Watch on YouTube ↗  |  January 27, 2026 at 19:12  |  2:15  |  CNBC
Speakers
Deirdre Bosa — Anchor, CNBC — CNBC anchor, tech reporter

Summary

  • Tech companies are shifting from "growth at all costs" to "efficiency and deployment," evidenced by significant layoffs at Pinterest (15% of staff) and Amazon (14,000 roles).
  • The "Next Phase of AI" is defined by leveraging existing infrastructure rather than aggressive expansion; high hiring rates are now viewed as a signal of poor planning (per Sam Altman).

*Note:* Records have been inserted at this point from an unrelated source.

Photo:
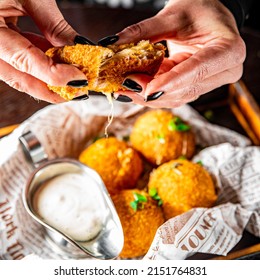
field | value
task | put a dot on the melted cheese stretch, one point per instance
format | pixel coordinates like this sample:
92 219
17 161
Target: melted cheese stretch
110 117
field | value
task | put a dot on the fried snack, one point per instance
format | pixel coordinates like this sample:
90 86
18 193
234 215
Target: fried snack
117 163
160 137
106 67
140 225
182 185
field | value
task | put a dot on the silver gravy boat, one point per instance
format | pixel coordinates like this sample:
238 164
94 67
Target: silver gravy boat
108 243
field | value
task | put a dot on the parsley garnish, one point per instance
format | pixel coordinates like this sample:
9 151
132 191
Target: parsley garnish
138 202
182 157
176 124
154 195
161 138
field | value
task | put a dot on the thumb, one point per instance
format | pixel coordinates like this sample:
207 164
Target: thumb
162 26
51 22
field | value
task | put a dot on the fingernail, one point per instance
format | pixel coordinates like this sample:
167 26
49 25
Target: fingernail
132 85
154 96
108 40
124 98
82 97
78 83
83 41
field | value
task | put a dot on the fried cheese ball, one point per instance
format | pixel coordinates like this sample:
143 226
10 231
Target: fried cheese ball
140 225
117 163
160 136
182 185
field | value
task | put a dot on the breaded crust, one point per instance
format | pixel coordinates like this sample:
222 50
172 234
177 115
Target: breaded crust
153 137
139 226
117 163
107 67
182 185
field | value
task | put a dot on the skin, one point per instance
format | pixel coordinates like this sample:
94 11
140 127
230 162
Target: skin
205 51
23 64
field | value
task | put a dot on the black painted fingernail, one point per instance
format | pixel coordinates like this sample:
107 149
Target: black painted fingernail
108 40
82 97
78 83
132 85
154 96
124 98
83 41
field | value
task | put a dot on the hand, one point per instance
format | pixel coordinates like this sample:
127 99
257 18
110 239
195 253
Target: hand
23 64
205 52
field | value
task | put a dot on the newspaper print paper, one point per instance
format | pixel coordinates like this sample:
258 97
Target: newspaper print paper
64 130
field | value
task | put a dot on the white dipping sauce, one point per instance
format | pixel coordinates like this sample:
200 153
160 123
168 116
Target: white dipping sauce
73 204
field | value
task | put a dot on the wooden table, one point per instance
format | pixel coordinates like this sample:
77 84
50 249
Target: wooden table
96 23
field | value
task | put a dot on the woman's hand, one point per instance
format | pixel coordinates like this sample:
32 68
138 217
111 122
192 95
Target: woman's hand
205 52
23 64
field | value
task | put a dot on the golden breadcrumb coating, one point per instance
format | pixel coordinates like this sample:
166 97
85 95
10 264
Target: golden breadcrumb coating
107 67
182 185
117 163
139 226
152 135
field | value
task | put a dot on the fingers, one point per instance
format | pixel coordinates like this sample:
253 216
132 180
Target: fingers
26 83
155 29
25 57
175 98
207 62
51 22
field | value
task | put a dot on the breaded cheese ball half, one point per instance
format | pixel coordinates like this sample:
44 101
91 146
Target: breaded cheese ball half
140 225
117 163
160 137
182 185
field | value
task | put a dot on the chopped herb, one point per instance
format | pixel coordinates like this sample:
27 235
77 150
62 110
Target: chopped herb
140 198
177 164
161 138
182 157
134 205
152 192
160 202
209 115
154 195
126 138
175 167
96 138
138 202
176 124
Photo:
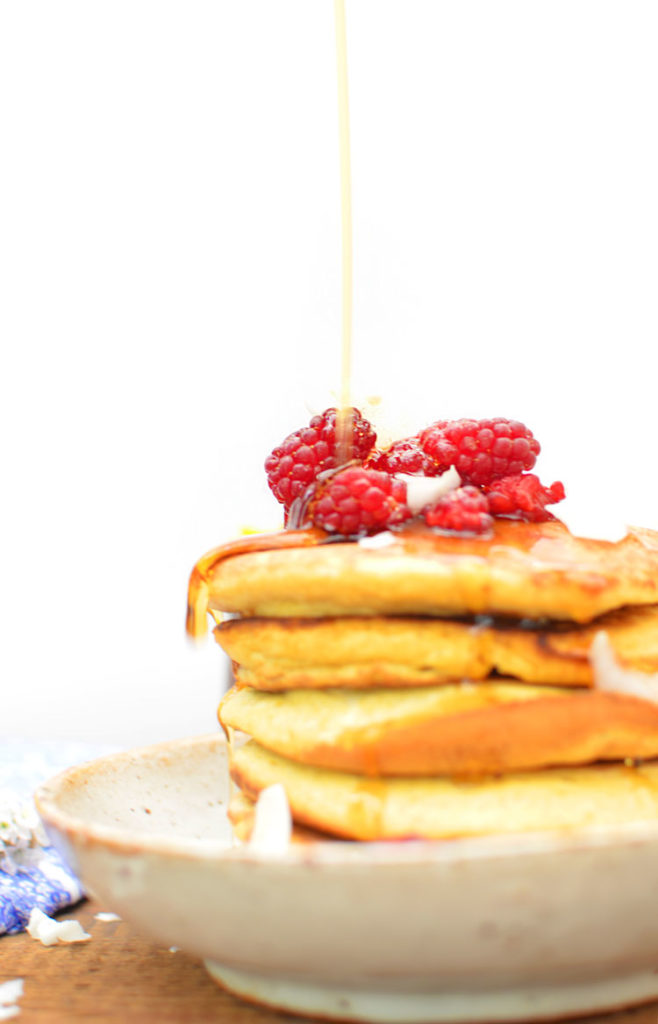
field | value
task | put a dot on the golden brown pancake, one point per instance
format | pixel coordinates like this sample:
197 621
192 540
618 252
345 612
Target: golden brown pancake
352 807
465 729
522 569
355 651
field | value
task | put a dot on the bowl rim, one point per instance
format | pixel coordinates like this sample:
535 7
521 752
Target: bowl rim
332 852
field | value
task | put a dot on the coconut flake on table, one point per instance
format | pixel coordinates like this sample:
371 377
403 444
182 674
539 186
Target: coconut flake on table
422 491
49 932
272 822
611 677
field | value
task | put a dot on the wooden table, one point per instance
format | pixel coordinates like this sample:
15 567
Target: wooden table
120 976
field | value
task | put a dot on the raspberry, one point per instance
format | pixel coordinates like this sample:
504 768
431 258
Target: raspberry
404 456
357 501
465 509
524 497
481 451
296 462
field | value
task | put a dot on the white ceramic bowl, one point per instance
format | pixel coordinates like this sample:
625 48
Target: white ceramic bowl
495 929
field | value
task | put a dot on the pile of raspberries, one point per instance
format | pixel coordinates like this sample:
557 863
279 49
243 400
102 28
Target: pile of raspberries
348 486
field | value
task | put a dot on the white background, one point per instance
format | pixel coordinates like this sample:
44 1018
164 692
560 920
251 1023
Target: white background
170 270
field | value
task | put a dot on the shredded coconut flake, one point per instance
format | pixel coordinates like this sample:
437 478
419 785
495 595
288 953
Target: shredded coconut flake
49 931
382 540
272 822
10 991
422 491
610 676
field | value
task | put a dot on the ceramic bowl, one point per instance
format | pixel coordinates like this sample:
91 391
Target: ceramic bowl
494 929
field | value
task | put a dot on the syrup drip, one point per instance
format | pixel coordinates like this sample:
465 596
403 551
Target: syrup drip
199 588
343 420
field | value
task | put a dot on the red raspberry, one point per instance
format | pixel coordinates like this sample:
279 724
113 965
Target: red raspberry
404 456
465 509
481 451
524 497
357 501
296 462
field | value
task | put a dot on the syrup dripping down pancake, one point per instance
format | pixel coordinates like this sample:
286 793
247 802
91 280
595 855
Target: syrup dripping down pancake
351 807
465 729
356 651
523 569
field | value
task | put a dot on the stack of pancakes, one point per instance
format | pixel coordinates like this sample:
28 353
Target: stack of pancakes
423 685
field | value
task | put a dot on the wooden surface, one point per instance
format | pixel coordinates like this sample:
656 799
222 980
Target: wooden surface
119 976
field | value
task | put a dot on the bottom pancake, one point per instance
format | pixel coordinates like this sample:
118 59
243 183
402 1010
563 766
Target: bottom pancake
353 807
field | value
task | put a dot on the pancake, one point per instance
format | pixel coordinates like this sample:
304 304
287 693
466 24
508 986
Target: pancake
351 807
470 729
522 569
356 651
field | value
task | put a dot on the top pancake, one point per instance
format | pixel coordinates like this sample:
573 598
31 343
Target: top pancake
522 569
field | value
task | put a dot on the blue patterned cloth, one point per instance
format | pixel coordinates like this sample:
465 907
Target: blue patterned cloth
32 873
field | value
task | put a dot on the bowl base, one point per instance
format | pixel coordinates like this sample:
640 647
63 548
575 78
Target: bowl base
445 1007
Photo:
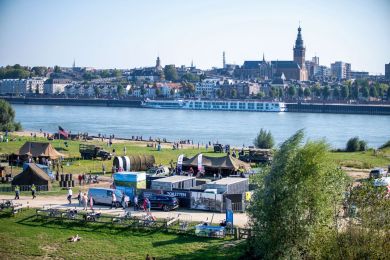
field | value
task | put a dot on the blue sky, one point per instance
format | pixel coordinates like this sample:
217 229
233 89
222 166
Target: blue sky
127 34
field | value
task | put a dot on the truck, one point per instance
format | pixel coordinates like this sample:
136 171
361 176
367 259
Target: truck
253 155
90 151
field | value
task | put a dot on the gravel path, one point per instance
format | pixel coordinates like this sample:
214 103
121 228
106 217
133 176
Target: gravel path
240 219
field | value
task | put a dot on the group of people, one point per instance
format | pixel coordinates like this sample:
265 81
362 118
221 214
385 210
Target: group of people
32 188
82 199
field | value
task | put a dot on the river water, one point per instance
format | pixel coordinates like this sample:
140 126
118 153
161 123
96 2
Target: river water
227 127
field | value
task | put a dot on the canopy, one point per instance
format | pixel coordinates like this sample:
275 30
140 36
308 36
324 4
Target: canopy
36 149
227 162
32 175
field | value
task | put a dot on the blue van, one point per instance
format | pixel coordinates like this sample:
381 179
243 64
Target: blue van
104 196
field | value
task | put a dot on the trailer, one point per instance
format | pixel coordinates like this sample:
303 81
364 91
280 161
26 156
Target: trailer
174 182
229 185
90 151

  • Investors are advised to pivot their valuation metrics: stop looking at raw headcount growth and start scrutinizing "Revenue per Employee" and "Free Cash Flow per Employee."
Trade Ideas
Deirdre Bosa Anchor/Reporter, CNBC Tech Check 0:11
Pinterest shares dropped on news of cutting 15% of jobs, and Amazon is reportedly cutting 14,000 positions. Simultaneously, OpenAI is slowing hiring, signaling that aggressive headcount expansion is a "sign of poor planning." While the immediate market reaction to PINS was negative, Bosa argues this represents a crucial pivot to the "next phase of AI." Companies are moving from building/hiring to "leveraging what they already have." By replacing human headcount with AI efficiency, these companies aim to drastically improve "Revenue per Employee" and "Free Cash Flow per Employee." Long these names as they transition to higher-margin, AI-integrated business models that prioritize utilization rates over raw expansion. If the layoffs are a symptom of falling demand rather than AI-driven efficiency, top-line revenue will contract, negating the margin benefits.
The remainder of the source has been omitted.